We have a server with a limited on the number of incoming connections it can accept.
We have multiple clients connecting to the server at various intervals, for various different reasons.
At least one of the functions of the server requires it to process the client's request and reply back on the same socket. However:
the client complains about timing out (and I believe closes the socket)
the server finishes it's processing successfully, but the thread throws a SIGCHLD because the socket has been closed.
I have code similar to the one below, that checks the socket descriptor.
if (connect_desc > 0)
{
if (write(connect_desc, buffer, sizeof(buffer)) < 0)
{
printf("write error\n");
}
}
else
printf("connect_desc < 0\n");
My question is:
If the socket is closed by the client, would the socket descriptor change in value on the server? If not, is there any way to catch that in my code?
I'm not seeing that last print out.
Q: Will the descriptor change?
A: No
Q: How can I check the status of my connection?

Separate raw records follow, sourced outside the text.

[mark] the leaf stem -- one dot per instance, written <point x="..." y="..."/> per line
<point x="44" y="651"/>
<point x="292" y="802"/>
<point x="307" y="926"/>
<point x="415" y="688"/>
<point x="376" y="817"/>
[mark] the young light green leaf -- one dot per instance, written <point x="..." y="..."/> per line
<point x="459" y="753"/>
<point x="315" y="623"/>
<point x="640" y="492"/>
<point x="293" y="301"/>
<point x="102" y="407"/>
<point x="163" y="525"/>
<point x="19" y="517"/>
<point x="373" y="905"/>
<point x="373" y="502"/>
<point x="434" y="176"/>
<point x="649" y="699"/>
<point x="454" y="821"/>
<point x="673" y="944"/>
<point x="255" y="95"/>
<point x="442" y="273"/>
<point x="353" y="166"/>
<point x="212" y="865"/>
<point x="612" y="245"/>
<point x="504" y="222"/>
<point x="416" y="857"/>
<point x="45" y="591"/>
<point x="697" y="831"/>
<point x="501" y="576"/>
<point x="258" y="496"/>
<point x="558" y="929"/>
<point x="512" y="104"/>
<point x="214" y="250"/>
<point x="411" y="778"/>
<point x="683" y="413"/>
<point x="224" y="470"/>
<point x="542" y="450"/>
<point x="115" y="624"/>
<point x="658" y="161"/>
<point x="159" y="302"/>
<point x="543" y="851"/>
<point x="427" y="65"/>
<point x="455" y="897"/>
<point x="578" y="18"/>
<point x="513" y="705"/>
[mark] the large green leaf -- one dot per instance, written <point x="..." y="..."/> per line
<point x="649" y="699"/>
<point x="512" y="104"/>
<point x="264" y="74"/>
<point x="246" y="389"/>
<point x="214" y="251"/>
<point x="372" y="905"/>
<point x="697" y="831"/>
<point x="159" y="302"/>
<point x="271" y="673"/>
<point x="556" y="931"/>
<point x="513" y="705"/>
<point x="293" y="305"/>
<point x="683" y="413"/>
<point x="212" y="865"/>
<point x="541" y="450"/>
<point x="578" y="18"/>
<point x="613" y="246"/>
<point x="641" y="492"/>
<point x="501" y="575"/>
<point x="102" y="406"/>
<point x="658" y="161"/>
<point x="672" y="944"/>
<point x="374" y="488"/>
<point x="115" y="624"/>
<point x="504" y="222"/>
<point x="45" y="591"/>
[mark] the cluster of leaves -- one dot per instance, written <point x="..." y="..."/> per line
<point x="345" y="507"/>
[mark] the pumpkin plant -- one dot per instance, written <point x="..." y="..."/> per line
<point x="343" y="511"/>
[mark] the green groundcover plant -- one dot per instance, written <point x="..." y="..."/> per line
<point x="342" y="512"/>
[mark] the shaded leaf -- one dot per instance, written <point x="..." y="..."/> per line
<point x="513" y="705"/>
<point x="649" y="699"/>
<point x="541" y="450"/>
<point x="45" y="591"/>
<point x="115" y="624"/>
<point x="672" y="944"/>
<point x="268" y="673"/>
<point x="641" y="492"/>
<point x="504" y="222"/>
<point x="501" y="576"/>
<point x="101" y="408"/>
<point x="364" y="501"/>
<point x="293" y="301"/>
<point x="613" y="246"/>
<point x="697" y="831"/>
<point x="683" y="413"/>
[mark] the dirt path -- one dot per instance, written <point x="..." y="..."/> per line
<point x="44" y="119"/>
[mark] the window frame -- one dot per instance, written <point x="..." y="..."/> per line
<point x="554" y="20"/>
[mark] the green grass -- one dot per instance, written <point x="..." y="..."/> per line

A: One way is simply to try writing to the socket, and check the error status.
STRONG RECOMMENDATION:
Beej's Guide to Network Programming
Q. Will the file descriptor change?
Not unless:
It is documented somewhere you can cite.
The operating system magically knows about the disconnection.
The operating system magically knows where in your application the FD is stored, including all the copies.
The operating system wants to magically make it impossible for you to close the socket yourself.
None of these is true. The question doesn't even make sense.
Q. How can I check the status of my connection.
There isn't, by design, any such thing as the status of a TCP connection. The only way you can detect whether it has failed is by trying to use it.
Related
I have a TCP socket in blocking mode being used for the client side of a request/response protocol. Sometimes I am finding that if a socket was unused for a minute or two a send call succeeds and indicates all bytes sent, but the following recv returns zero, indicating a shutdown. I have seen this on both Windows and Linux clients.
The server guys tell me they always send some response before shutdown if they had received data, but they may close a socket that has not yet received anything if low on server resources.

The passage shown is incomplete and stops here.